The Project
The focus of the three-year project "HEidigital" (2023 – 2025) is on the collections of the Natural History Museum at Heidecksburg. Approximately 10,000 objects from the geological collection, as well as 11,000 herbarium sheets from the botanical collection and around 800 objects from the coral collection in zoology, will be re-inventoried and digitized. This work is a prerequisite for relocating the collections to a new external depot and for the re-conception of a permanent exhibition. To advance scientific exploration, the digital copies will be made accessible online. In a digital exhibition area, visitors will be able to explore more objects from the Natural History Collections in the future.
The project "HEidigital" is funded by the Federal Ministry for Culture and Media.

Who is involved?
For the first time in the history of the Natural History Museum, a botanist, a geoscientist, and a zoologist are working side by side on the digital exploration of the collections as part of the HEIdigital project.

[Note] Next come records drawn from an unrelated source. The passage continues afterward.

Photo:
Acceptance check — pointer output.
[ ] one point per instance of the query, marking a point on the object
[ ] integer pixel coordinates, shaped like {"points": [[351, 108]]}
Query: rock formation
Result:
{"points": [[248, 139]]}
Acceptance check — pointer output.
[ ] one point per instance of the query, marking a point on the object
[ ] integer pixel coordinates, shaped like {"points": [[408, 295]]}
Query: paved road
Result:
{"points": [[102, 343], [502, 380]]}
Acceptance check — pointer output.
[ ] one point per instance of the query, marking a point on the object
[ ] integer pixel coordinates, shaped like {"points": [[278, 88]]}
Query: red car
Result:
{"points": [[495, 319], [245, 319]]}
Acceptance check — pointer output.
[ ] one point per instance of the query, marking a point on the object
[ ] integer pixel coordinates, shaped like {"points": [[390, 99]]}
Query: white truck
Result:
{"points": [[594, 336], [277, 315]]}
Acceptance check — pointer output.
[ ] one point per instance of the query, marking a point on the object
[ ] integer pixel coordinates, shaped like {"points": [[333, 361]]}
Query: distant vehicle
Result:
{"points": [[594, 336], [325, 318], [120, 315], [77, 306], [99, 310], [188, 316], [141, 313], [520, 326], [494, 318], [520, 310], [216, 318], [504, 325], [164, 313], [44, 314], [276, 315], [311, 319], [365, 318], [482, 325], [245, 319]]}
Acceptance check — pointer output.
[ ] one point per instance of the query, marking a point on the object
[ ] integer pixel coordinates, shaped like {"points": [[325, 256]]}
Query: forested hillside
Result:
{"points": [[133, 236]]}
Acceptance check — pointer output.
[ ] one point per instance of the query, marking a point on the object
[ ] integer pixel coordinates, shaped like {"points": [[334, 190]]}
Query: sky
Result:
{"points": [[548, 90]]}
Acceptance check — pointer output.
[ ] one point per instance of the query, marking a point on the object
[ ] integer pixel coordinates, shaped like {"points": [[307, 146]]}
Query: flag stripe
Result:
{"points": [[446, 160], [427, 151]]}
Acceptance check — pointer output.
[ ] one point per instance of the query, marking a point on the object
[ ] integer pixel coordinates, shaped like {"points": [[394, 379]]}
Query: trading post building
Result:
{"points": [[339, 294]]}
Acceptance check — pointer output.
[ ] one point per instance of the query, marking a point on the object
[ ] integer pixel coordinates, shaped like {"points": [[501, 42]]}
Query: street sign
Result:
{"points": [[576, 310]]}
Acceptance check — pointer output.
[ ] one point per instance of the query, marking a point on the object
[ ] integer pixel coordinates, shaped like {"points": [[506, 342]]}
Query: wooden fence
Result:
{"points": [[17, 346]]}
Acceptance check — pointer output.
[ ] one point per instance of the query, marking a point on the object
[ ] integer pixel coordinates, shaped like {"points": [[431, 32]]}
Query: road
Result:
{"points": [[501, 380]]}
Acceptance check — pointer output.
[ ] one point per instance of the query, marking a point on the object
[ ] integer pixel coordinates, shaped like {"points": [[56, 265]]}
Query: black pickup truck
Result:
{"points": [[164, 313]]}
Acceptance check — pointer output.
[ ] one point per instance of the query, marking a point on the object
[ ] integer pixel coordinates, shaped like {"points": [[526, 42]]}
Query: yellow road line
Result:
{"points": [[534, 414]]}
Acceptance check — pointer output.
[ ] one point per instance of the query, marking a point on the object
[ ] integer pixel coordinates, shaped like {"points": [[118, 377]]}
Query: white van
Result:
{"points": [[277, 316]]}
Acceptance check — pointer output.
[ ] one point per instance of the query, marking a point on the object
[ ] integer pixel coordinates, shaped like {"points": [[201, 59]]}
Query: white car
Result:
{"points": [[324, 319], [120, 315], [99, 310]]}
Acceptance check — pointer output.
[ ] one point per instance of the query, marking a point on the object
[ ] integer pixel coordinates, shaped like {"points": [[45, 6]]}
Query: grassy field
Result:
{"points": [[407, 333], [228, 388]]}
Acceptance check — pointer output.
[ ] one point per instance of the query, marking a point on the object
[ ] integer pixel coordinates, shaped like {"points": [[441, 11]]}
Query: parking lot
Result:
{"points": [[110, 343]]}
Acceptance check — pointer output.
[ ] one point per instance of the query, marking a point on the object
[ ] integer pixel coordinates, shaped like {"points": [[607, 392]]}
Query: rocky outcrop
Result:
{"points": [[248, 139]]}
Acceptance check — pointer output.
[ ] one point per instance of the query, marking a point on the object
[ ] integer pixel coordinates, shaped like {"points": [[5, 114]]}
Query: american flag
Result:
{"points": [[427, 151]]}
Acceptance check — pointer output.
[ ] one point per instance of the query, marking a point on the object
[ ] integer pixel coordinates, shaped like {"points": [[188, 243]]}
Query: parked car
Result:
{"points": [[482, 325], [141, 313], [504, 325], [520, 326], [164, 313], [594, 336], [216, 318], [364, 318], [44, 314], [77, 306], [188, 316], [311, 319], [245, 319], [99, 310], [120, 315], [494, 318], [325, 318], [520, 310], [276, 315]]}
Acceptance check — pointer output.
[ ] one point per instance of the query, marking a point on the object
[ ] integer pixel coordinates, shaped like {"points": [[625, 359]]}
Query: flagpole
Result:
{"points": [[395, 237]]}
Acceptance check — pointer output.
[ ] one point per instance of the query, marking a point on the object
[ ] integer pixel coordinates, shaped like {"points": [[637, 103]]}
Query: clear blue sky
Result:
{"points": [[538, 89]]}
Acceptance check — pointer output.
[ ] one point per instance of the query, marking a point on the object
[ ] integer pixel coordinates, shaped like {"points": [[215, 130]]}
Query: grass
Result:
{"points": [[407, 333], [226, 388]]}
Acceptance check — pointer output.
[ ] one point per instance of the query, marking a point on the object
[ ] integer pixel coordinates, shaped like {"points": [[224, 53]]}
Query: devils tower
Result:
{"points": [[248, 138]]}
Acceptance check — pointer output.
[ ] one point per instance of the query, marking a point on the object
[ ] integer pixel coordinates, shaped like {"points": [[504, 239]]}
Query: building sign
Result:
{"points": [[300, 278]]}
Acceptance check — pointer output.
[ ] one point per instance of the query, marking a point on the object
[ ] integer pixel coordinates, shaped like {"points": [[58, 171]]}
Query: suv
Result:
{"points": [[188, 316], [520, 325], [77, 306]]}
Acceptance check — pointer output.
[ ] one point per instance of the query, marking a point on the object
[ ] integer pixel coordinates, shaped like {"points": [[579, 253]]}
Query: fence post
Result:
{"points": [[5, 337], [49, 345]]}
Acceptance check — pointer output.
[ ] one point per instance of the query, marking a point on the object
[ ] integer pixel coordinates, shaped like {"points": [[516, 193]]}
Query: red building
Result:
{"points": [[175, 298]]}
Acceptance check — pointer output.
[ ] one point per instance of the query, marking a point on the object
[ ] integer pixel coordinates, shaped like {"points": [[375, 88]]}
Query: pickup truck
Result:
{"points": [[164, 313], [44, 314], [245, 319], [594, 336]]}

The team also includes three additional positions for project management, data collection, and controlling.
Behind the glass scenes: Digitization of the objects.
The initially digitally recorded old inventories provide an overview of the entire collection and serve as the basis for the re-inventorying and simultaneous data collection of the objects to create the digital copies. A "Glass Digitalization Workshop" is planned. Here, visitors to the Heidecksburg in Rudolstadt will be able to gain insights into the work of the project team.
Creating digital showcases into the Natural History Collections.
A small but exquisite special exhibition currently provides insights into the collection of the currently closed Natural History Museum at Heidecksburg (until the end of June 2023) and is intended to be continuously supplemented in the workshop—as a kind of showcase into the collections—with more objects, their stories, and interesting aspects from the project work.